He Probably Shouldn’t Have Run For President…

If there is one thing we have learned about Donald Trump during and since the election, it is that his ego is massively bigger than his IQ. A smarter man would have realized that a spotlight comes with the Presidential territory–and that past criminal activity would eventually be uncovered.

About that spotlight:

The Washington Post, especially, has done significant work uncovering misuse of the Trump Foundation and various other Trump scams. Now, McClatchy’s Washington Bureau has weighed in with itemized evidence of the way Russian oligarchs bailed Trump out of financial difficulties with (many anonymous) cash purchases of real estate, often for dramatically inflated prices.

Aleksandr Burman, a Ukrainian who engaged in a health care scheme that cost the federal government $26 million and was sentenced to a decade in prison, paid $725,000 cash for a condo at a Trump Tower I in Sunny Isles Beach, Fla. in 2009.

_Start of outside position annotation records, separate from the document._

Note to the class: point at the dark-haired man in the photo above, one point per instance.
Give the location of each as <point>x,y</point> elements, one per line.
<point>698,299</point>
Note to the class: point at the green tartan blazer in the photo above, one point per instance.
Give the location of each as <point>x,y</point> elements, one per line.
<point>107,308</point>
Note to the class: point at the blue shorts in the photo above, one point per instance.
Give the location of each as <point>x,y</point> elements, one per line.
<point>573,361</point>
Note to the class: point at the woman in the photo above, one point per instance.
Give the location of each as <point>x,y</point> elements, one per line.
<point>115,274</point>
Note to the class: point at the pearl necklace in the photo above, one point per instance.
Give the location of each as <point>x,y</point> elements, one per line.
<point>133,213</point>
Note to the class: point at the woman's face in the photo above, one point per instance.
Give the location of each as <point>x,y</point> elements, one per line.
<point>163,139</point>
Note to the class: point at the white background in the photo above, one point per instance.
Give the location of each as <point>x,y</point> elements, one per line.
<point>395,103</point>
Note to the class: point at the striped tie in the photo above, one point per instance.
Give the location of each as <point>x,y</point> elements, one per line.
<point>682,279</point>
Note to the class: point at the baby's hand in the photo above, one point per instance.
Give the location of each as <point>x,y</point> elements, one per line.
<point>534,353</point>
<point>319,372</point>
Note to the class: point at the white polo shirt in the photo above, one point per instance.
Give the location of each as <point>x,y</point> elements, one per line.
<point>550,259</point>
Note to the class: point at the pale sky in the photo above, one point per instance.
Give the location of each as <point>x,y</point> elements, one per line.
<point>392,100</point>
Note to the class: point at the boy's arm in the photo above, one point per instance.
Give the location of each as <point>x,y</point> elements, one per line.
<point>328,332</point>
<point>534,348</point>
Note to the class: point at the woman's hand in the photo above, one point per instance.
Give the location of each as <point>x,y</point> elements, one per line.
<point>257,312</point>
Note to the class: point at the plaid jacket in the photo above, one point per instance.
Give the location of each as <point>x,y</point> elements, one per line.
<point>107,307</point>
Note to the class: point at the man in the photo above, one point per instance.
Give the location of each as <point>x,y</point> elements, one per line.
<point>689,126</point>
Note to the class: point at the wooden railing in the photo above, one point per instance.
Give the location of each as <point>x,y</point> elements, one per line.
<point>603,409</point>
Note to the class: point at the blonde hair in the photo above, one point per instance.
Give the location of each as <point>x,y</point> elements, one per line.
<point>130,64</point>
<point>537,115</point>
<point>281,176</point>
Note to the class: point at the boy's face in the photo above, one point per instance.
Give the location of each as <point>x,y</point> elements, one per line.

Leonid Zeldovich, who has reportedly done extensive business in the Russian-annexed area of Crimea,bought four Trump units outright at a cost of more than $4.35 million, three of them in New York City between 2007 and 2010.

And Igor Romashov, who served as chairman of the board of Transoil, a Russian oil transport company subject to U.S. sanctions, paid $620,000 upfront for a unit at a building adorned with the future U.S. president’s name in Sunny Isles Beach in 2010.

Buyers connected to Russia or former Soviet republics made 86 all-cash sales — totaling nearly $109 million — at 10 Trump-branded properties in South Florida and New York City, according to a new analysis shared with McClatchy. Many of them made purchases using shell companies designed to obscure their identities.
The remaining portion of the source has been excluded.